This idea has been met with skepticism from the public. In a recent survey by the Asahi Shimbun, 83 percent of respondents said they did not have faith in either parties' budgets and wondered where the money would come from.

The LDP has criticized the DPJ over its budget reforms. However, Fukuyama retorted: "The LDP has paid through its policies through debt and consumption tax, and this puts a burden on future generations.

"We wish to look at the entire budget to try and pay for our policies without putting a burden on the population. (What we are going to attempt) is almost unprecedented in Japanese politics."

To look at the budget, and other areas of government, Fukuyama said the DPJ will set up a body -- tentatively called the administrative reform council -- to give extra power to the prime ministers office, and weaken the position of unelected bureaucrats in the halls of the Diet.

"The people sent to the various branches of government will be well coordinated and have a common goal of implementing the reforms laid out in the DPJ's manifesto."

One area in which the DPJ seems to differ little from the LDP is foreign policy.
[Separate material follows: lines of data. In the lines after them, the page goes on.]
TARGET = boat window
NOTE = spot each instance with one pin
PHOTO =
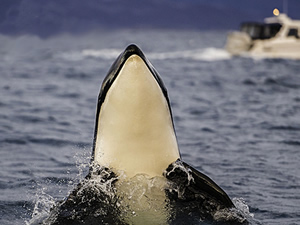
(261, 31)
(293, 32)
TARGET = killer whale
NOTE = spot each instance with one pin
(133, 124)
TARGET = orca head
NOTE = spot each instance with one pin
(134, 131)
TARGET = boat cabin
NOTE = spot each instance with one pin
(272, 26)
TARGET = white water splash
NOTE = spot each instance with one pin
(43, 204)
Fukuyama admitted as much, saying his party believes continuity to be important in this area of policy.

However, at some point in the future, the DPJ does hope to build an "East Asian community", a bloc that would increase cooperation within the region and also sets out its hope of seeing the abolition of nuclear weapons, goals that Fukuyama admitted may seem somewhat idealistic.

It seems almost guaranteed that the DPJ will not realize all of the goals and policies set out in the DPJ's manifesto, but that does not seem to be hindering the momentum the party has built up heading into August 30. A Kyodo survey released Sunday estimated that the party will take more than 300 seats in the election, giving it a majority in both the upper and lower houses of the Diet -- and a mandate to attempt to change the way that Japan is governed.
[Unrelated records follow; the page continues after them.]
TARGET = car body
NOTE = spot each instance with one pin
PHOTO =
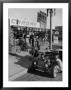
(45, 62)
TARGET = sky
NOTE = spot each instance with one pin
(30, 15)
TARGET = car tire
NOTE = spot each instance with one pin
(31, 69)
(54, 71)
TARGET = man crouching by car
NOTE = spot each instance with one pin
(59, 62)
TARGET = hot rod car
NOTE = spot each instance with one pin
(45, 62)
Analysts see the mandate the public is giving the DPJ as being more to do with a desire to punish the LDP than approve of Yukio Hatoyama's opposition party. The DPJ does however seem to be aware of this, campaigning under the slogan of "seiken kotai" ( political change). Surveys have shown that the way that this change will come about, and how it will shape the future of Japan, has the public worried.

Fukuyama admitted that there was perhaps reason for the public to look to the future with some trepidation. "As we have never been in government, we cannot prove we can run the nation effectively."